"Can my husband get in trouble for what I post online?"
It's like OPSEC, but if the fear wasn't security but instead, discipline.
The short answer is no, not really.
But life rarely works in short answers.
I've touched on this before, but I'm going to go ahead and give the rules I use that help clear up some confusion. (These are MY rules. So hold no weight. Like, at all.)
*Remember, I'm talking about posts that don't violate OPSEC, PERSEC or information security rules. That's entirely different and never okay.*
1. What you re-post is actually important.
Whether it is something you made yourself or shared from someone else, posting something tells people you agree with it (unless you explicitly state otherwise).
Make sure you agree with what you post so strongly that you would be willing to defend it, and that it's never anything that violates OPSEC, PERSEC, information security or is illegal or threatening.
2. What you say is attached to your name.
Some people comment on facebook or twitter or news articles. A lot. On everything.
Sometimes on pages, on groups, on friends statuses.
We get it, you guys have OPINIONS and free time. And you enjoy letting people know.
That's fine if that's your thing. Some days the Internet wins and I post comments, too.
I almost always regret it.
But remember a couple things about your comments:
- You are talking to real people. Real human beings sitting at their own computers or phones, with real lives and real feelings you know nothing about.
- You are also a real person. And even IF you were to get a fake account simply for the purpose of posting mean and hurtful things without getting caught, it is still possible to get caught. But most of you don't, you use your personal facebook, twitter, etc. And you know what? People see what you post. The Internet is a big place. Post what you want, when you want, but assume always that it can be seen by everyone and they know who you are.
- Real People Include: Soldiers of another trade, rank or branch then you or your spouse. Soldiers that are of a different gender. Spouses of those soldiers. Officer's wives. Privates wives. Soldiers who had to sit this deployment out. Wives who enjoy attending Mess Dinners. Wives who hate military functions. MOMS WHO PARENT DIFFERENTLY THAN YOU. What you say to them, to everyone, matters.
3. There's no such thing as a private Internet.
I feel like I should be in 300 now
Nothing is sacred on the Internet. There's no such thing as 'off limits'. Everyone is playing by different rules than you are.
4. What you say has consequence.
If you are a military member, you should be aware of the rules regarding your conduct in public.
And guess what?
The Internet? It's public.
If you are not a military member, if you are a spouse of one, the rules are less clear.
Obviously, you can say whatever you want.
If you want to use names, dates and places online while tearing a strip down your husband's chain of command, that is up to you. No one can stop you from your Charter rights to freedom of speech. I know you know this, you say it all the time. It usually sounds like:
"The Army/Navy/Airforce can't tell me what to do/say! I am my own person! I am not in the military! I can say whatever the hell I want and no one can stop me!"

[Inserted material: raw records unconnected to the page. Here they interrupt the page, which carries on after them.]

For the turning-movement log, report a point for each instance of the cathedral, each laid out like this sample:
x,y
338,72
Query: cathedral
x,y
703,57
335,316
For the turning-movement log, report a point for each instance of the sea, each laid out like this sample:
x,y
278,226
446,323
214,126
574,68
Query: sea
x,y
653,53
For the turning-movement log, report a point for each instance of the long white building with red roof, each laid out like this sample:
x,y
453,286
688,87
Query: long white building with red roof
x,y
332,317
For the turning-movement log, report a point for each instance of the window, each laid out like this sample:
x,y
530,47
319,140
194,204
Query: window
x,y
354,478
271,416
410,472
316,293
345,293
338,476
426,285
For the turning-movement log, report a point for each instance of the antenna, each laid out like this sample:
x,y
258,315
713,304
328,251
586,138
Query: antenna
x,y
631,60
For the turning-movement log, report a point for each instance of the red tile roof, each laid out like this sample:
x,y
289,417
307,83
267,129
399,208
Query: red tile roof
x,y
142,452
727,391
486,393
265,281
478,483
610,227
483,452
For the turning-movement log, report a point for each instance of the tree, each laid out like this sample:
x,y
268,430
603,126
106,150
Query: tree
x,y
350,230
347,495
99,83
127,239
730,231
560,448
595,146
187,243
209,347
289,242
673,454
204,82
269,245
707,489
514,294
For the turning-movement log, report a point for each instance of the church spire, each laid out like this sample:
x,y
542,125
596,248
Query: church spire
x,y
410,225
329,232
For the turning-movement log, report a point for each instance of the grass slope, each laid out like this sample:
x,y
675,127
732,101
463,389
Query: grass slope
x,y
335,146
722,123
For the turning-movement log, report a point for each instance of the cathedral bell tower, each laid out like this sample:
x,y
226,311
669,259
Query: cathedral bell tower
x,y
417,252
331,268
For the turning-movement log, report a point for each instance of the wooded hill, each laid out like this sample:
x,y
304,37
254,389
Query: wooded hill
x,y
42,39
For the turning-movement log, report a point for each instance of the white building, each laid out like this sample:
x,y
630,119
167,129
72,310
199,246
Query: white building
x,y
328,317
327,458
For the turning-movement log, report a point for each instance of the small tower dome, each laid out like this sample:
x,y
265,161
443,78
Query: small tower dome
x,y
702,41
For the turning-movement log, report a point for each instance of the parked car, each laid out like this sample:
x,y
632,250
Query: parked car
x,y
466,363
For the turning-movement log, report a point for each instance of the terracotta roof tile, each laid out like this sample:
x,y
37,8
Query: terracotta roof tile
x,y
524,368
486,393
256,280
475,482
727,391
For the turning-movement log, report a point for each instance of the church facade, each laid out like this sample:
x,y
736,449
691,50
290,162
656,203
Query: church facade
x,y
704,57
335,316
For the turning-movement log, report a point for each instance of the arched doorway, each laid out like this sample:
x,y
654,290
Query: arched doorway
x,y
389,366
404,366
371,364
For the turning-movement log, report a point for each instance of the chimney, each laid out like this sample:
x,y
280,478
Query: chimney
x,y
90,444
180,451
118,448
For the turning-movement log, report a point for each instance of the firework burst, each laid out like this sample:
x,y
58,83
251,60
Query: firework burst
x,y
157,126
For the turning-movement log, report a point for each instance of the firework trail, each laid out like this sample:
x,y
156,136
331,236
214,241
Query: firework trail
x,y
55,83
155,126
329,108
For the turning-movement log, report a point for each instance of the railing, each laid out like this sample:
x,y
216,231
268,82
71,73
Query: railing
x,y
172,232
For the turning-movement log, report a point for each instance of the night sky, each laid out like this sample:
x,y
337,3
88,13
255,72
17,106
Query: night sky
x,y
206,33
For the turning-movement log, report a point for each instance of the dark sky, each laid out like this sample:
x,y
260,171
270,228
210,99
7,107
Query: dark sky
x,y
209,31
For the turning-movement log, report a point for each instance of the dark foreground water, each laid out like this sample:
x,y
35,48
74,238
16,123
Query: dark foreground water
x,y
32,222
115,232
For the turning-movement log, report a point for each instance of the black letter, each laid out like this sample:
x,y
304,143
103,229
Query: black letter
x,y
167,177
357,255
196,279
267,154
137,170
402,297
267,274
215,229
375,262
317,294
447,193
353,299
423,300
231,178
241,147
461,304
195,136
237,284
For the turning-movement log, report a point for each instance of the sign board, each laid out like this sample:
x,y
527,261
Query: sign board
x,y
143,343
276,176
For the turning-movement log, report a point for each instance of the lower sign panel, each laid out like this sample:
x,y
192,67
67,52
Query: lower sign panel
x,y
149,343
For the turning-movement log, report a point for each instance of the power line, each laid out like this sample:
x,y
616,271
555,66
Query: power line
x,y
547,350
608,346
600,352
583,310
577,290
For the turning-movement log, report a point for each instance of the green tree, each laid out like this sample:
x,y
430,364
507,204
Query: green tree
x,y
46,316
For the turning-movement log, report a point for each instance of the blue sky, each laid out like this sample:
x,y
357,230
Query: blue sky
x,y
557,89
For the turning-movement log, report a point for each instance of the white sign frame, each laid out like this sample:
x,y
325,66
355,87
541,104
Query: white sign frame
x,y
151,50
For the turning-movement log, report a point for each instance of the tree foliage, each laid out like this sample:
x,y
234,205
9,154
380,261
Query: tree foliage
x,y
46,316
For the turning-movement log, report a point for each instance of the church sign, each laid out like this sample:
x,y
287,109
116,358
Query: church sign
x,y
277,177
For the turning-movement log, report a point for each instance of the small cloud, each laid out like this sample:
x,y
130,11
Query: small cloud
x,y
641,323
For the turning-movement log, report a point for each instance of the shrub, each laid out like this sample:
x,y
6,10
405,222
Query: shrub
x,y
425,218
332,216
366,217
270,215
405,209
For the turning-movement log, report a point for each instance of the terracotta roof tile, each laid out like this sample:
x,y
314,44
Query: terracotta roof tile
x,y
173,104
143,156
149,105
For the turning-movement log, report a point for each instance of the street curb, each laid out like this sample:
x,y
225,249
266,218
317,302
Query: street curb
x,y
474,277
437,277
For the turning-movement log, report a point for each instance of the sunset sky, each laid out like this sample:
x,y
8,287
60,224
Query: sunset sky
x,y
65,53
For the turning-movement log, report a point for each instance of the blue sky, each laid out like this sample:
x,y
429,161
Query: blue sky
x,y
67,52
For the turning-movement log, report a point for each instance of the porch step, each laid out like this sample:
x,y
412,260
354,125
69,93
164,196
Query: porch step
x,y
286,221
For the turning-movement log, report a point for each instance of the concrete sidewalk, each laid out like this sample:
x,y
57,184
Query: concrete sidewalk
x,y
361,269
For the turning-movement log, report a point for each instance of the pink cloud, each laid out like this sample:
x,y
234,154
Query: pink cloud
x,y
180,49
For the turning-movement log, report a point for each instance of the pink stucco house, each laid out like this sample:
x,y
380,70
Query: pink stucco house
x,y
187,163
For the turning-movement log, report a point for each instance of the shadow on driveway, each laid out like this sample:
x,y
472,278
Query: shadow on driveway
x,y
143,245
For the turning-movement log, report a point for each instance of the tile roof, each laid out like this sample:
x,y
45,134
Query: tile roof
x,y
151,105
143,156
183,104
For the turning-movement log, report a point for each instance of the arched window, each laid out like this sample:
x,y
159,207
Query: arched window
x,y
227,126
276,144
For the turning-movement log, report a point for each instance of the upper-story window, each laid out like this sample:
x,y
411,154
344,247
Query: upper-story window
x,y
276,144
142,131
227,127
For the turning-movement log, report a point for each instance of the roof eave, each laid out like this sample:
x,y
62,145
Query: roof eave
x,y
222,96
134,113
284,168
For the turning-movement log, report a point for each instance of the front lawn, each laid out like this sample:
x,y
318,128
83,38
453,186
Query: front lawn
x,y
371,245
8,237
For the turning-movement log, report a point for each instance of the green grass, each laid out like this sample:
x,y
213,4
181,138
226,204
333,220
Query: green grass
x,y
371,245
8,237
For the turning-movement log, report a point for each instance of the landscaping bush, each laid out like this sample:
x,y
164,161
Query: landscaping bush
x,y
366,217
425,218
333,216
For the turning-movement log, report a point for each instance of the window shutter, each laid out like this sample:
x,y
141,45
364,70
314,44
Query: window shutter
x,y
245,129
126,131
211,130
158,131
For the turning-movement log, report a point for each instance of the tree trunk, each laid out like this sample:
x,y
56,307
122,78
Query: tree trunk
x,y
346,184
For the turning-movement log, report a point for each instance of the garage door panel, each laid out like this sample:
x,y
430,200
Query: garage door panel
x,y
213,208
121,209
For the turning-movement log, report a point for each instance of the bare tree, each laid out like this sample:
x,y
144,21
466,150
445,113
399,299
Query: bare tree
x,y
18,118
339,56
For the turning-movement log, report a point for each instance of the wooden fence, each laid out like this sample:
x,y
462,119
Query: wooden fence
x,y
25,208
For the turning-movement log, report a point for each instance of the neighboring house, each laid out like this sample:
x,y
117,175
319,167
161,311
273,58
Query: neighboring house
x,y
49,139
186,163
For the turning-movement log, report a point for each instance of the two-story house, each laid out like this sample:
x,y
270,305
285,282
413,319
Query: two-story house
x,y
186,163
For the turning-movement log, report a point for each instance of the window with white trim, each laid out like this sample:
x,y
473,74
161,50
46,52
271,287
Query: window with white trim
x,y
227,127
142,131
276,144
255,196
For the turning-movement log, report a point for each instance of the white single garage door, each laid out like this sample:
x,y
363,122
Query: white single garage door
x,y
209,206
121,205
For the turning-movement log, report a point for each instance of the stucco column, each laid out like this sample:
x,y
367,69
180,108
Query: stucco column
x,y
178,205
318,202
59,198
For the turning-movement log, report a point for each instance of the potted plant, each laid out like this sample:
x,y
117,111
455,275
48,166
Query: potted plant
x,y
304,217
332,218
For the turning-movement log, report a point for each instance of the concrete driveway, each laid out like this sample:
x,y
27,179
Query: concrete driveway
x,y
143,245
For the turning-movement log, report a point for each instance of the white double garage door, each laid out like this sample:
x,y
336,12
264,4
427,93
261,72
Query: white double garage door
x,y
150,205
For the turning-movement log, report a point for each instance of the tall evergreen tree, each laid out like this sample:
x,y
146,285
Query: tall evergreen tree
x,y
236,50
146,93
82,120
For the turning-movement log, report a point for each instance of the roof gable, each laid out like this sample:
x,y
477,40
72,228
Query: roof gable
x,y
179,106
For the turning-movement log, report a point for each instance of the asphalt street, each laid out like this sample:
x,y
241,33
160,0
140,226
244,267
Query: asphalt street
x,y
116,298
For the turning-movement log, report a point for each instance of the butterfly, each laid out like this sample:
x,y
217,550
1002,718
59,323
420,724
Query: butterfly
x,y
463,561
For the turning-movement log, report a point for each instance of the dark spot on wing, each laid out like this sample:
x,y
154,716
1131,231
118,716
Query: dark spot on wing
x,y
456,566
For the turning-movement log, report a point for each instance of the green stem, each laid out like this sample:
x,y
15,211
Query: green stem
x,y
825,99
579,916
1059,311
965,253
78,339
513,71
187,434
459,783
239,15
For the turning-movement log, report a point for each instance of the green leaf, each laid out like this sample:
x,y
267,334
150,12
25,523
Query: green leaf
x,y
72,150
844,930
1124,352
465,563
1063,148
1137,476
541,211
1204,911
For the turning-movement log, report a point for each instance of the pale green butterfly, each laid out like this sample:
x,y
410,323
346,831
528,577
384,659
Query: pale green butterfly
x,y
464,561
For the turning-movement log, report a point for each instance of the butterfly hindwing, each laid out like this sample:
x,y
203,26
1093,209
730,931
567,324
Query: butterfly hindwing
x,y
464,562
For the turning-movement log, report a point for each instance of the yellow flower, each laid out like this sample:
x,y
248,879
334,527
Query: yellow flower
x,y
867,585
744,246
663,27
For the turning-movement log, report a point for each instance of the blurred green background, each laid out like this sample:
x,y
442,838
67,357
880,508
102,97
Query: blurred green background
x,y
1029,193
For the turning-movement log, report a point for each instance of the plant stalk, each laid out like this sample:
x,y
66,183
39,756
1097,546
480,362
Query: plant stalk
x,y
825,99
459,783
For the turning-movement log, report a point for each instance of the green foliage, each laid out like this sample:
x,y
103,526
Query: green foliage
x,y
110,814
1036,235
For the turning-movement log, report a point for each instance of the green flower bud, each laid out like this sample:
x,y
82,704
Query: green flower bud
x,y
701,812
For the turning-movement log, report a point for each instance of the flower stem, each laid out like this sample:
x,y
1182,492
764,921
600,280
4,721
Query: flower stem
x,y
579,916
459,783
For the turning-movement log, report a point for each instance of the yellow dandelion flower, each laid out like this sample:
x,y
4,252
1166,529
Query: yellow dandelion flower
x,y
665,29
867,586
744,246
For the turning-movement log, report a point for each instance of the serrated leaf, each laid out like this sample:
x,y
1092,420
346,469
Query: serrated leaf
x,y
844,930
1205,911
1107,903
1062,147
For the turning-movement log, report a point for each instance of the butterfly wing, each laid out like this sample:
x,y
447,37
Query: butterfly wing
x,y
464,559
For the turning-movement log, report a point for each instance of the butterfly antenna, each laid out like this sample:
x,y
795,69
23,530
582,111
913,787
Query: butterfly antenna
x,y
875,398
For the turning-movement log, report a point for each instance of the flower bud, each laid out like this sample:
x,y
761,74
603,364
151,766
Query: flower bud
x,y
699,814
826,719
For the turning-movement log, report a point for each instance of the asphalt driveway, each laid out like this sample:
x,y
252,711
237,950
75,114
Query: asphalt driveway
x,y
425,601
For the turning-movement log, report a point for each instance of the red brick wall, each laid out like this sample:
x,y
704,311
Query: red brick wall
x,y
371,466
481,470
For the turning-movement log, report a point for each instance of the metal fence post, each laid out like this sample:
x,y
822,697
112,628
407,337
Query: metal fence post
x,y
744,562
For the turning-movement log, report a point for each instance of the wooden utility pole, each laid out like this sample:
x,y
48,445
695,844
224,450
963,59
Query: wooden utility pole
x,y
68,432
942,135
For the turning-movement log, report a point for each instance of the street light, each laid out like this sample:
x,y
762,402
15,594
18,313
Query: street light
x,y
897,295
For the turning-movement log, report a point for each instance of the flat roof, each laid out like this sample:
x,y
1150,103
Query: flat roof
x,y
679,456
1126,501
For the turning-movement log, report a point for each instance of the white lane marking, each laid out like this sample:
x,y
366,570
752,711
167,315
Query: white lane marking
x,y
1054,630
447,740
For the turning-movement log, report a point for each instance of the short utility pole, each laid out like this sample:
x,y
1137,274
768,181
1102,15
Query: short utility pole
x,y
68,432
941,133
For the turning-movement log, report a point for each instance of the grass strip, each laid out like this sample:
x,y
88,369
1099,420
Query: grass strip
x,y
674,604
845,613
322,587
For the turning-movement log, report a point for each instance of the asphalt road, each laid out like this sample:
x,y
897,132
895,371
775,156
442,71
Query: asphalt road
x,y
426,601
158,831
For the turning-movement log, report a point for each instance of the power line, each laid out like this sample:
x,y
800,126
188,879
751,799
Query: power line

And you are right. Aside from illegal threats or security breaches, your words can't/should not get your spouse in trouble.
But if your husband had a civilian job and you took to a public forum to personally disgrace his superiors, to publicly complain about his work environment, his pay or his boss's wife, there may very well be consequences. Going to work to face the boss your spouse publicly bawled out is hard, whether those words came in person or online.
It might be worth it to you, it might not, but let's not pretend our words carry no weight just because they are typed instead of spoken.
And be absolutely positively sure that you are sharing only the complete truth about the situation you are mad about. Because exaggeration or outright lies to make things seem worse? They get disproven fast and soon, you are discredited and the concern you actually had doesn't get noticed.
* If you feel you have no choice but to speak out, then do so. Please don't take what I say generally to mean that you can never speak badly about the CAF. That's not the case. I'm only making the point that our words have real weight and consequence that need to be considered, even online.*
5. Consider those you write about.
No one will 'get in trouble' if you post comments, facebook statuses or tweet about the douche you think your husband, his friends, his boss, his friends wives, your friends, the ladies you work with or your parents are.
But consider how you would feel if you knew they posted the same about you. And if they do, I guess I challenge you to consider who should try and be the bigger person and just stop.
If you wouldn't say it to their face, don't type it on a screen as though, somehow, that makes it less hurtful.
I write, publicly, about my life.
I over share, I use social media, I like interacting with people online and in person.
No one is telling anyone they have to be quiet, stop speaking or keep opinions to themselves.
No matter how many posts I have with kittens or Monster in various costumes for my own amusement, it's not about shutting anyone up as much as I'm sure some people wish I would.
When pondering this post, I had the opportunity to consult a civilian police officer as well as two soldiers, all who had been involved in prosecuting disciplinary action over online posts.
They all said the same thing when I asked what the rules are.
The rules for the Internet are the same as the rules in real life.
If you typed it, you said it.
And those typed words carry just as much weight and consequence as spoken ones, only they come with a catch.
They can be retrieved, saved and shared later.
Words have value, friends. Let's use them wisely.